Complaint Department, this is Bill, how may I help you? It's dark outside and the sun is coming out. Is it hot enough for you? I was on hold for 47 minutes. It's not morning, it's afternoon. It's not the heat, it's the stupidity. Does this dress make my butt look big? I know you close in five minutes, but I'll get there in about 30 minutes, can you wait for me? It really was not a terrible ay, it was just raining and thundering and lightning all day. Until just the last fifteen minutes. The sun is out and it is a lovely evening. In the last twenty-four hours we've had a little over 2.25" of rain, and there is supposed to be more overnight. It's totally okay with me. The girls are not particularly afraid of thunder and lightning, but they were curious. I at least hope they were curious, because since it was raining outside, there was no way in hell they would step foot off the back porch. So, we went from the bedroom to the couch. Callie was perfectly happy to sleep on the couch, the white girl was anxious, so she kept coming and going. I am hoping for a little more sleep tonight.

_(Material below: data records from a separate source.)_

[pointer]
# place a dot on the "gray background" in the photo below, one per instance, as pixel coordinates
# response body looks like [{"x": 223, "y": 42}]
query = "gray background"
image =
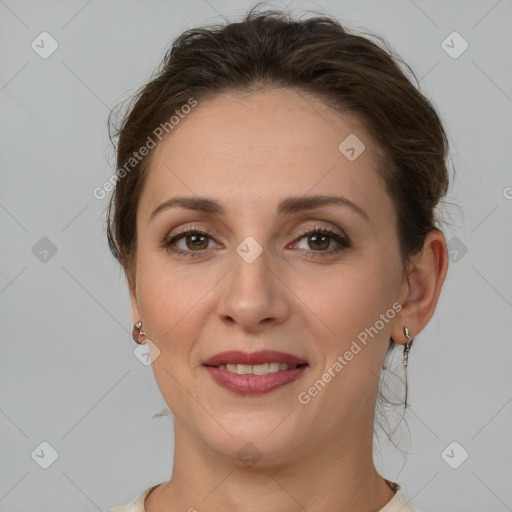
[{"x": 69, "y": 376}]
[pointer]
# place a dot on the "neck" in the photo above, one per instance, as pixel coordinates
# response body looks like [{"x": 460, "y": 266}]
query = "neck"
[{"x": 342, "y": 477}]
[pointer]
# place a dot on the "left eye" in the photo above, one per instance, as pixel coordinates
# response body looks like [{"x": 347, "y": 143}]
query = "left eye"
[{"x": 320, "y": 241}]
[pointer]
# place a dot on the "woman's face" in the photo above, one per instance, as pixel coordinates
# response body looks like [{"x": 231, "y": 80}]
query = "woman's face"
[{"x": 256, "y": 280}]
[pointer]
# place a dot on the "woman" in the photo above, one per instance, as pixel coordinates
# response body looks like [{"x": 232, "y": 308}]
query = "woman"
[{"x": 274, "y": 216}]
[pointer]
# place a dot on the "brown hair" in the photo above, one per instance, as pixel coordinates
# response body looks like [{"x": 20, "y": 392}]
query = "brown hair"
[{"x": 318, "y": 56}]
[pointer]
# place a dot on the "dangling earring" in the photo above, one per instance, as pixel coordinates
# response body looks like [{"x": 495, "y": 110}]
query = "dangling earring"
[
  {"x": 137, "y": 333},
  {"x": 407, "y": 348}
]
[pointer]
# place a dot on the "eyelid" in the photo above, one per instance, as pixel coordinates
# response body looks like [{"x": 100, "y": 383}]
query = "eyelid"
[{"x": 304, "y": 229}]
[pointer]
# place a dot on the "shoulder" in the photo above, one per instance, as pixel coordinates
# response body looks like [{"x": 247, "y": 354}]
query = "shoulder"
[
  {"x": 399, "y": 502},
  {"x": 137, "y": 503}
]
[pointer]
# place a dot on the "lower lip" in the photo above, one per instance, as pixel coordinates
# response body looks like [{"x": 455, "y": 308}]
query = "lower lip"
[{"x": 254, "y": 384}]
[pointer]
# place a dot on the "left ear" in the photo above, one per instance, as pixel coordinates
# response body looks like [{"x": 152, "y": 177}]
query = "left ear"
[
  {"x": 134, "y": 309},
  {"x": 420, "y": 291}
]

Epithet -- Noun. 1a. a characterizing word or phrase used in place of a name. 2a. a disparaging or abusive word or phrase. "The United States, Henry Kissinger once observed, is 'probably the only country in which the term "realist" can be used as a perjorative epithet.'" Jacob Heilbrunn, Politico, September/October 2017

Did You Know? Nowadays, epithet is usually used negatively, with the meaning "a derogatory word or phrase," but it wasn't always that way. Epithet comes to us via Latin from the Greek noun epitheton and ultimately derives from epitithenai, meaning "to put on" or "to add." In the oldest sense, an epithet is simply a descriptive word or phrase, especially one joined by fixed association to the name of someone or something (as in "Peter the Great" or the stock Homeric phrases "gray-eyed Athena" and "wine-dark sea"). Alternatively, epithets may be used in place of a name (as in "the Peacemaker" or "the Eternal"). These neutral meanings of epithet are still in use, but today the word is more often used in its negative "term of disparagement" sense.